I am studying Spark on VirtualBox. I use ./bin/spark-shell to open Spark and use Scala. Now I got confused about key-value format using Scala.
I have a txt file in home/feng/spark/data, which looks like:
panda 0
pink 3
pirate 3
panda 1
pink 4
I use sc.textFile to get this txt file. If I do
val rdd = sc.textFile("/home/feng/spark/data/rdd4.7")
Then I can use rdd.collect() to show rdd on the screen:
scala> rdd.collect()
res26: Array[String] = Array(panda 0, pink 3, pirate 3, panda 1, pink 4)
However, if I do
val rdd = sc.textFile("/home/feng/spark/data/rdd4.7.txt")

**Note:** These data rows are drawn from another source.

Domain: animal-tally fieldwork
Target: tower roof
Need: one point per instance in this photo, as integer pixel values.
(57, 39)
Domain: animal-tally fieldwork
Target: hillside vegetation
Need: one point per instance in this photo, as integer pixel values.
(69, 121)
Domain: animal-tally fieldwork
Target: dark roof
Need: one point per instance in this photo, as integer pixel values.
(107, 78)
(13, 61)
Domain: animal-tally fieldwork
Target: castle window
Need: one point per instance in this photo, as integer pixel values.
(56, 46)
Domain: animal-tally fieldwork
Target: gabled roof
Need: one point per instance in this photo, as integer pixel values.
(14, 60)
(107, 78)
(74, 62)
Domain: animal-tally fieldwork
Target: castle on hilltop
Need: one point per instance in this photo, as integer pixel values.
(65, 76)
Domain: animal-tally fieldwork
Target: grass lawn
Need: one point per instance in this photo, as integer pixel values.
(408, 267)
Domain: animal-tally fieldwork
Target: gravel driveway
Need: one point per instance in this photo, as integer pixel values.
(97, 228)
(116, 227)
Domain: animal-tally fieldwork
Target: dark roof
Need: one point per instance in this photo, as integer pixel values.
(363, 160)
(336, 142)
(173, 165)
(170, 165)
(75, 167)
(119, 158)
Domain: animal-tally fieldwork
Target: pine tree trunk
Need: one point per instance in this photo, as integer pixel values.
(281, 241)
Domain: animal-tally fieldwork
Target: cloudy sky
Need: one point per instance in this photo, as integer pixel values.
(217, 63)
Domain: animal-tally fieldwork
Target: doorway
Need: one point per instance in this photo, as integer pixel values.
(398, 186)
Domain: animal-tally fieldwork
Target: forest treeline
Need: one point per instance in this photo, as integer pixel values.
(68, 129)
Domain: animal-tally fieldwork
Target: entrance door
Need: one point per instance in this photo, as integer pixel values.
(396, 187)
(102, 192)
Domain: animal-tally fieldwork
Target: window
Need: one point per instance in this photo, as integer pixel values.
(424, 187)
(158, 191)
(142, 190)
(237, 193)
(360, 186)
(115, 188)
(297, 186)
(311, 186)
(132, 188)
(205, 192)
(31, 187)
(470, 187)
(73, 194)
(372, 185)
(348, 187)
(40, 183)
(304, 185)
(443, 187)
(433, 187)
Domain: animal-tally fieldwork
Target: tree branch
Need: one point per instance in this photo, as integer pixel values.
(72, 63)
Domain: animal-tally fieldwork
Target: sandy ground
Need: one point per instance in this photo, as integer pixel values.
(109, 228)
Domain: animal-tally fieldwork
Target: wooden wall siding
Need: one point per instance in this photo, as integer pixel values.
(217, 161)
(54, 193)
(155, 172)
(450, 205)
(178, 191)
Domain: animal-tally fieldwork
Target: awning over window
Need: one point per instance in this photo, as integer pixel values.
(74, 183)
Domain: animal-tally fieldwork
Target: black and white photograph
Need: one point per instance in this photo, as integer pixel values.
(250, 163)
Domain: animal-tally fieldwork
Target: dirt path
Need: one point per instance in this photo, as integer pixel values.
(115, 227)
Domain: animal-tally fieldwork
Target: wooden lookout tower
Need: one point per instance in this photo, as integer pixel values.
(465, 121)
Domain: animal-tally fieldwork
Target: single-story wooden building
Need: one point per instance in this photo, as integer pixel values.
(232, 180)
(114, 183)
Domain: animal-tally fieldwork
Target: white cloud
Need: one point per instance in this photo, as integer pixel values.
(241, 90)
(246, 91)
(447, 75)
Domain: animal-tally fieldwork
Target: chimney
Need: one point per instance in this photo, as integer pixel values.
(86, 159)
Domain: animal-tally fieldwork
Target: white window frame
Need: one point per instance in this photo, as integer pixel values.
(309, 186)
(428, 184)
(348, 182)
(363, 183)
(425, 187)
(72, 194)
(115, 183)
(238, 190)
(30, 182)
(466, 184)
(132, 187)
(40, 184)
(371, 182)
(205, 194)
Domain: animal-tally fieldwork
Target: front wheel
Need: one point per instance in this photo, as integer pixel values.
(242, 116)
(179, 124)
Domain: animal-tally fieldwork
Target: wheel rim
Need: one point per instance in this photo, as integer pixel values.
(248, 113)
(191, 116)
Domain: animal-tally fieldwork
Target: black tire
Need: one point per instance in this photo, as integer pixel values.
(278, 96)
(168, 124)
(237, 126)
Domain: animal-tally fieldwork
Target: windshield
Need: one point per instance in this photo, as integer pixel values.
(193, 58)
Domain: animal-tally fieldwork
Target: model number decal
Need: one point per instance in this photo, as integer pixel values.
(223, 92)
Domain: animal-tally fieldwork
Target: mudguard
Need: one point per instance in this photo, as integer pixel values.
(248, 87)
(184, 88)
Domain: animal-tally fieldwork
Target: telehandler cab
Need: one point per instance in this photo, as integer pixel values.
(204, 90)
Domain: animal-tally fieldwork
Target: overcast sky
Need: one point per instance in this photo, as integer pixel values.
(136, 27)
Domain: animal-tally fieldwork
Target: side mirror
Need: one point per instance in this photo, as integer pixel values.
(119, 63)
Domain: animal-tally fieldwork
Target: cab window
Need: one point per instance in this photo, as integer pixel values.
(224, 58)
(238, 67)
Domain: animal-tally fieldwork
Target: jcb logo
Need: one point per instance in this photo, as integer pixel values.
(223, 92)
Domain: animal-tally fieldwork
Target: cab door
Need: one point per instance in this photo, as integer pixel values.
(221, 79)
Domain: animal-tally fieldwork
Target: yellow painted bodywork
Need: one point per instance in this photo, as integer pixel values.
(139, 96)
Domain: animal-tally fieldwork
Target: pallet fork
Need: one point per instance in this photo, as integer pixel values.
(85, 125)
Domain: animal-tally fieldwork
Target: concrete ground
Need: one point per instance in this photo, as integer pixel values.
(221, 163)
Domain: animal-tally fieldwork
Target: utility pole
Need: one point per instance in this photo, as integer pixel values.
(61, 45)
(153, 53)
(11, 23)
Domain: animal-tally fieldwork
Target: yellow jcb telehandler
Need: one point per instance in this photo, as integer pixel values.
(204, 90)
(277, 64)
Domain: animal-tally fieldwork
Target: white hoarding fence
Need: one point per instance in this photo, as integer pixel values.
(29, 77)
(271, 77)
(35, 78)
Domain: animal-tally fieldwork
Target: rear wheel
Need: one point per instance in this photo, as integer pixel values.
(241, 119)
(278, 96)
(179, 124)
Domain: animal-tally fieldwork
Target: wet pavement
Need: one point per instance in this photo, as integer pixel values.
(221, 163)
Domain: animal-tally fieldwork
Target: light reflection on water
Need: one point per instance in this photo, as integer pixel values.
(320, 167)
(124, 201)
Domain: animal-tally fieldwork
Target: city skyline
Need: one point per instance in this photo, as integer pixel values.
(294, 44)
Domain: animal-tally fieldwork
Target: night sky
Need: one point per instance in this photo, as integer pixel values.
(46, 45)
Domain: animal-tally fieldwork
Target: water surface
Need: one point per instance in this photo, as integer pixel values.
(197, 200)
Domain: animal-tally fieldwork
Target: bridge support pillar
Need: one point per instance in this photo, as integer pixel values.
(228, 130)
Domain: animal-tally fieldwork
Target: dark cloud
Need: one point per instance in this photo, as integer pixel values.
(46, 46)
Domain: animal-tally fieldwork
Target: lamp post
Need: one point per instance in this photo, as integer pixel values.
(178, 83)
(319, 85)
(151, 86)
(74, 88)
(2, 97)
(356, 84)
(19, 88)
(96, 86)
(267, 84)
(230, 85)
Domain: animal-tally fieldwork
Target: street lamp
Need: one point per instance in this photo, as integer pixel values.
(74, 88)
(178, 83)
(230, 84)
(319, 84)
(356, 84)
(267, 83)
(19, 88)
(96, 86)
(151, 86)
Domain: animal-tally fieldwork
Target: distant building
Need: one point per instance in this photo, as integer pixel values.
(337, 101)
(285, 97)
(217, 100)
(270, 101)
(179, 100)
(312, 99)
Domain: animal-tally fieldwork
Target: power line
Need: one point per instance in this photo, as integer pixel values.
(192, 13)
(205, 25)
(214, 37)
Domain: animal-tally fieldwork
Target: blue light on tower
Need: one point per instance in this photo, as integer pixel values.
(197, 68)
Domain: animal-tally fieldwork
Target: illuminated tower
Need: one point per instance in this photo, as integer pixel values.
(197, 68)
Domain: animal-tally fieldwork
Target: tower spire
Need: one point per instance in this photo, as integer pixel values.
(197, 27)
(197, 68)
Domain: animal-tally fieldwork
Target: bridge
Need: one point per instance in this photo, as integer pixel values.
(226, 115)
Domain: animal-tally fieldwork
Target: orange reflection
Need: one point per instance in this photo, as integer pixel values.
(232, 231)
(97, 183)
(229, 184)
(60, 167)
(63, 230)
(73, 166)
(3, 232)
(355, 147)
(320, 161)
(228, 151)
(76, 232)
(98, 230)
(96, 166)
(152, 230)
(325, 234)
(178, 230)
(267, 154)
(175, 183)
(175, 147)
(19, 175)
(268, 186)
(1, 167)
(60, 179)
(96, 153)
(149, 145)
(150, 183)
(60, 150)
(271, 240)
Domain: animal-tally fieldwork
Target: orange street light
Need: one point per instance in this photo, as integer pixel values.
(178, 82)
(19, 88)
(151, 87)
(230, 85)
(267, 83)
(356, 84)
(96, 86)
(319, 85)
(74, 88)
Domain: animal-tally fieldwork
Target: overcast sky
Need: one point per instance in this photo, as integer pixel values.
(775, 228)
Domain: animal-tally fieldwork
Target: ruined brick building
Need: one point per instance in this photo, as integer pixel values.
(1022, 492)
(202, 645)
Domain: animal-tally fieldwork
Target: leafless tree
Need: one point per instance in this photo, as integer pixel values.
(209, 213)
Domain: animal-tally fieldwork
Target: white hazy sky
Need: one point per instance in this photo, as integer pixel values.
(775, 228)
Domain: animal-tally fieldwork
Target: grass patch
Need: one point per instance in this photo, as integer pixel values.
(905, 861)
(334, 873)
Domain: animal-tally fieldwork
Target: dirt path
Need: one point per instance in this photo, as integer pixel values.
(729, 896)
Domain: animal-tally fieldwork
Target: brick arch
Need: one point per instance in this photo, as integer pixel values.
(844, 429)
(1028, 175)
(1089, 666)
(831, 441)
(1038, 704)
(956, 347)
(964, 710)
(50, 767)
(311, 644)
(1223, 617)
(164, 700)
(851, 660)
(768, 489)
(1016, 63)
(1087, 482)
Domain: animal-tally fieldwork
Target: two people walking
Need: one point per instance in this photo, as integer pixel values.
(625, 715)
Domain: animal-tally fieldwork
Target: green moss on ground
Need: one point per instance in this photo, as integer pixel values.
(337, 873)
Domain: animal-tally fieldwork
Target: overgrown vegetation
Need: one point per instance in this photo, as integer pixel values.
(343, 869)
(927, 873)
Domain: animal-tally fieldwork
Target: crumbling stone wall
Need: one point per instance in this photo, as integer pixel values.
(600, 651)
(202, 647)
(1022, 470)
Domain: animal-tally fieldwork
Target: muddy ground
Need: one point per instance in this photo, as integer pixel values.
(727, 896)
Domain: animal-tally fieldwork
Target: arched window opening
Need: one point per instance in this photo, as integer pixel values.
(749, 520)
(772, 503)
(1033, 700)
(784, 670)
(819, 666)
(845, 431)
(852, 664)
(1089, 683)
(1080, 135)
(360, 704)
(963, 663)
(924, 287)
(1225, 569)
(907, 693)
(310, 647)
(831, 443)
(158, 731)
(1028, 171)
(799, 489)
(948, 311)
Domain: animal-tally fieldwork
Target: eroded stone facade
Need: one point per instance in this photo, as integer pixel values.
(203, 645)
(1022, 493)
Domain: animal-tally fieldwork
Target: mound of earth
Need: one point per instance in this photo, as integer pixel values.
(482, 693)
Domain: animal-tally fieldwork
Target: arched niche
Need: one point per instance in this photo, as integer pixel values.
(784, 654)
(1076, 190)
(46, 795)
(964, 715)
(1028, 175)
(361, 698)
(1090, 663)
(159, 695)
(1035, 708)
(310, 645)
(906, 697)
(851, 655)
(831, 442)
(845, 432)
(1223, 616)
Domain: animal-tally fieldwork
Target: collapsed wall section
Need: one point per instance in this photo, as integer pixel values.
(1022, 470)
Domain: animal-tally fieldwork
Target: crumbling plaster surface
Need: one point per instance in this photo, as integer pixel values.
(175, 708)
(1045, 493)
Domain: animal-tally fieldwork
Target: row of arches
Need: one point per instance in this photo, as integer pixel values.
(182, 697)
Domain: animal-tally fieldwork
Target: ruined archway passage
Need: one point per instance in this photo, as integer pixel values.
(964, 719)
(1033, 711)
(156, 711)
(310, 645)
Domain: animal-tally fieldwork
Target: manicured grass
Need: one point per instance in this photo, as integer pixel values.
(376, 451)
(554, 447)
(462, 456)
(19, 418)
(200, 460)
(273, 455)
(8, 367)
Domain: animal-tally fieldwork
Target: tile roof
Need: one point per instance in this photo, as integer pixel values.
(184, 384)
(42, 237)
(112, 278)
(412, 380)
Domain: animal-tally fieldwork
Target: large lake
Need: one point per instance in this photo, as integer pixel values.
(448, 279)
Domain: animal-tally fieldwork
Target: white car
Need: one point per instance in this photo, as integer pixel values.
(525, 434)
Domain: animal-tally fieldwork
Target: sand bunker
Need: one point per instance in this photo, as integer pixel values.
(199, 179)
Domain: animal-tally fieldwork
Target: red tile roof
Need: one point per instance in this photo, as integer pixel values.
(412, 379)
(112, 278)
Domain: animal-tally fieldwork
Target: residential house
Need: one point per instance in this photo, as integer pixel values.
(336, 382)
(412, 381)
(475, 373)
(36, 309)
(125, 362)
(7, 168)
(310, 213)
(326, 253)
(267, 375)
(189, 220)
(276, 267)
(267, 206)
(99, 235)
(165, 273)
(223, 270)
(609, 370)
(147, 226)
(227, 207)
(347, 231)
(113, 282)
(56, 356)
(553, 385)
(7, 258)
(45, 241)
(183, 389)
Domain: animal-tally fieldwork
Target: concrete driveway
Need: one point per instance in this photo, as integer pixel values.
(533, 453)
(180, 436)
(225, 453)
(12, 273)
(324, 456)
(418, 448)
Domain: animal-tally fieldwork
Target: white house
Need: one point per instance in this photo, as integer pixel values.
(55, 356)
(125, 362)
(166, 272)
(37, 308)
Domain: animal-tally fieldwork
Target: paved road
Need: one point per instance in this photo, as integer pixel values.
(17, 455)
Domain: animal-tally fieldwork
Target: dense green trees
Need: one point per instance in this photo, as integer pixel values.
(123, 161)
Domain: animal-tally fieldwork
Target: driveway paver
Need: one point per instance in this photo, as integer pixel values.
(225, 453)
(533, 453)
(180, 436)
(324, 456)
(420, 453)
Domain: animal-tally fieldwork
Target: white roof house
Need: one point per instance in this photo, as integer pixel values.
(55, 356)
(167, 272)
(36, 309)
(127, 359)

which no ".txt" here. Then when I use rdd.collect(), I got a mistake:
org.apache.hadoop.mapred.InvalidInputException: Input path does not exist: file:/home/feng/spark/A.txt
at org.apache.hadoop.mapred.FileInputFormat.singleThreadedListStatus(FileInputFormat.java:285)
......
But I saw other examples. All of them have ".txt" at the end. Is there something wrong with my code or my system?
Another thing is when I tried to do:
scala> val rddd = rdd.map(x => (x.split(" ")(0),x))
rddd: org.apache.spark.rdd.RDD[(String, String)] = MapPartitionsRDD[2] at map at <console>:29
scala> rddd.collect()
res0: Array[(String, String)] = Array((panda,panda 0), (pink,pink 3), (pirate,pirate 3), (panda,panda 1), (pink,pink 4))
I intended to select the first column of the data and use it as the key. But rddd.collect() looks like not that way as the words occur twice, which is not right. I cannot keep doing the rest operations like mapbykey, reducebykey or others. Where did I do wrong?